Invention (Patent Application Publication): Boroumand S, Halwai I. Tanab-Ligament (Eine bandartige Struktur, die die Luxation einer Gelenkprothese verhindert.) [Tanab-Ligament (A ligamentous structure that prevents the dislocation of a joint prosthesis)]. DE202015006363U1 (2015). Translation into German.

  

DE202015006363U1 Germany
Inventors: Boroumand Sara, Halwai Iman
Current Assignee: Individual
Worldwide applications 2015 DE
Application DE202015006363.2U events:
2015-09-09 Application filed by Individual
2015-09-09 Priority to DE202015006363.2U
2015-10-22 Publication of DE202015006363U1
Status: Expired - Lifetime
2025-09-10 Anticipated expiration

 

Tanab-Ligament (A ligamentous structure that prevents the dislocation of a joint prosthesis)

Boroumand Sara, Halwai Iman

 

Abstract

The combination of a joint endoprosthesis and a band-like, cord-like structure.

 

 

Description

 

1. Beschreibung einer Endoprothese

[0001]

Endoprothesen (griech.: endo „innen”; Prothese „künstlicher Ersatz”) sind Implantate, die im Körper eingesetzt werden und ein geschädigtes Gelenk ganz oder teilweise ersetzen. Endoprothesen gibt es für fast alle Gelenke der Extremitäten (Kniegelenk, Schultergelenk, Sprunggelenk, Ellbogengelenk ect.), jedoch ist sicherlich das Hüftgelenk, das am meisten durch eine Endoprothese versorgte Gelenk.
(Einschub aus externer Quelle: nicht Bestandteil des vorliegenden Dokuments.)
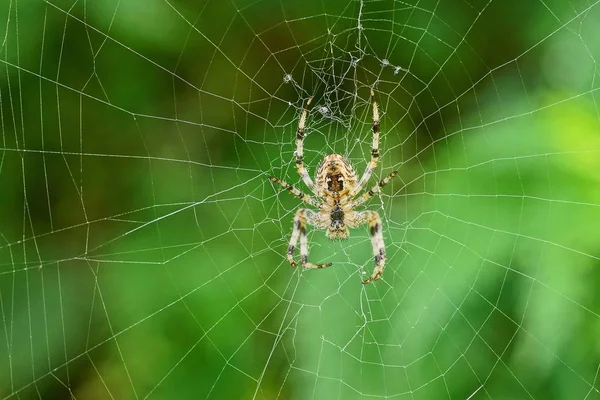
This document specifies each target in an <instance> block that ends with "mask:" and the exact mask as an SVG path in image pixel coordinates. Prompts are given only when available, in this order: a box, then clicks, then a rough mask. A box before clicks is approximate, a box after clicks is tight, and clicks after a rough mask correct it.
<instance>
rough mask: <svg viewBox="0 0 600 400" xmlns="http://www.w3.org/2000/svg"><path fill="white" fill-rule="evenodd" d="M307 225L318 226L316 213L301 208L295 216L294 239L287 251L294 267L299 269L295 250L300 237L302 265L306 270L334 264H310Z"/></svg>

Allein in Deutschland setzten Ärzte jährlich über 200.000 Patienten ein künstliches Hüftgelenk ein. Die Tendenz ist mit dem stetig steigendem Alter der Menschen stark steigend.

[0002]

Wir demonstrieren die neue Erfindung daher an der Hüft-Totalendoprothese (Hüft-TEP). Jedoch ist diese Erfindung auch an anderen Gelenkprothesen einsetzbar.

[0003]

Eine Hüft Totalendoprothese (H-TEP) besteht aus den folgenden Komponenten:
Die Hüftpfanne, welche in die ursprüngliche Hüftpfanne eingebracht wird. Das Inlay, welches in die Hüftpfanne eingebracht wird. Der Hüftkopf, welches im Schafthalsanteil eingebracht wird und kongruent zum Inlay geformt ist, in dem er für die Beweglichkeit der Prothese sorgt. Der Schaft, welcher im hüftnahen Halsanteil mit dem Hüftkopf verbunden wird und an der peripheren Seite in den Oberschenkelknochen implantiert wird. Die Hüftpfanne wird in die ursprüngliche Pfanne eingebracht, nachdem diese vorher bearbeitet wird. Die Pfanne kann je nach Knochenkonsistenz mittels Schrauben im Becken fixiert oder auch zementiert werden. Danach wird ein Inlay in die Pfanne eingebracht, in dem der kugelartige Kopf rotieren kann. Dieser Kopf kommt im Hals des Schaftes zum liegen. Der Schaftanteil, wird in den vorher bearbeiteten Oberschenkelknochen eingebracht und optional zementiert.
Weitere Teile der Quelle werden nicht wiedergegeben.